Lexington Center Corp. will continue to pay the Rupp Arena project manager for at least the next six months even though the $350 million renovation of the arena and attached convention center has been suspended indefinitely.
Frank Butler, who has a contract with the center until December 2015, will wrap up existing contracts for the design phase of the project and will explore development options for the High Street parking lot behind the arena and convention center.
Brent Rice, chairman of the Lexington Center Corp. board, told board members during Thursday's meeting that Butler's contract will be reviewed in six months.
"I am in the process of wrapping up everything in terms of the contracts," Butler told the board Thursday.
He also said that although development of the High Street lot was not part of the $350 million renovation of Rupp Arena and attached convention center, there is interest from private developers to develop the site.
A lot of time and money was spent exploring a tax increment financing district to help pay for the Rupp project. Tax increment financing uses taxes generated by the project to help pay for bonds.
Tax increment financing was not included in the final financial plan, but it was worth exploring, Rice said.
Butler, who was being paid out of $5.5 million set aside for the design phase of the Rupp project, will now be paid by Lexington Center Corp., center president and CEO Bill Owen said after Thursday's meeting.
Vice Mayor Linda Gorton, a member of the Lexington Center board, asked that Butler's job duties and tasks in the coming six months be provided to her in writing. Gorton also suggested that Butler come up with an alternate renovation plan that focuses on the convention center and the High Street lot.
Rice dismissed that idea.
"We think it's the right plan; it just needs to be the right time," Rice said. The original plans included an expansion and renovation of Rupp Arena and moving the convention center to the west of the current complex.
Mayor Jim Gray announced in June that he was suspending the project after the city and the University of Kentucky, Rupp's marquee tenant, could not come to an agreement on the scope of the project.

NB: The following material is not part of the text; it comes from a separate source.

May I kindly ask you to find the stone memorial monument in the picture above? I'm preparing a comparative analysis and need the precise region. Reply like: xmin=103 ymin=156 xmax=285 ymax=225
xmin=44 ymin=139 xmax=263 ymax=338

Butler's contract, which began Sept. 1, 2012, does not expire until Dec. 31, 2015. Butler receives $200,000 a year plus other benefits, including a $250,000 life insurance policy, according to documents obtained by the Herald-Leader through an Open Records Act request.
The contract does not have a provision that would allow the Lexington Center Corp. to terminate Butler if the project falls apart.
Of the $5.5 million set aside for the design phase of the project, a little more than $4.8 million has been spent. About $52,000 remains in Lexington Center accounts earmarked for the Rupp Arena project.
There are at least two invoices that total more than $40,000 for geotechnical services that will drain the remaining money left for the project, Butler said.
The money for the project comes from a combination of funding from the state, the city, Lexington Center Corp., and the Convention and Visitors Bureau.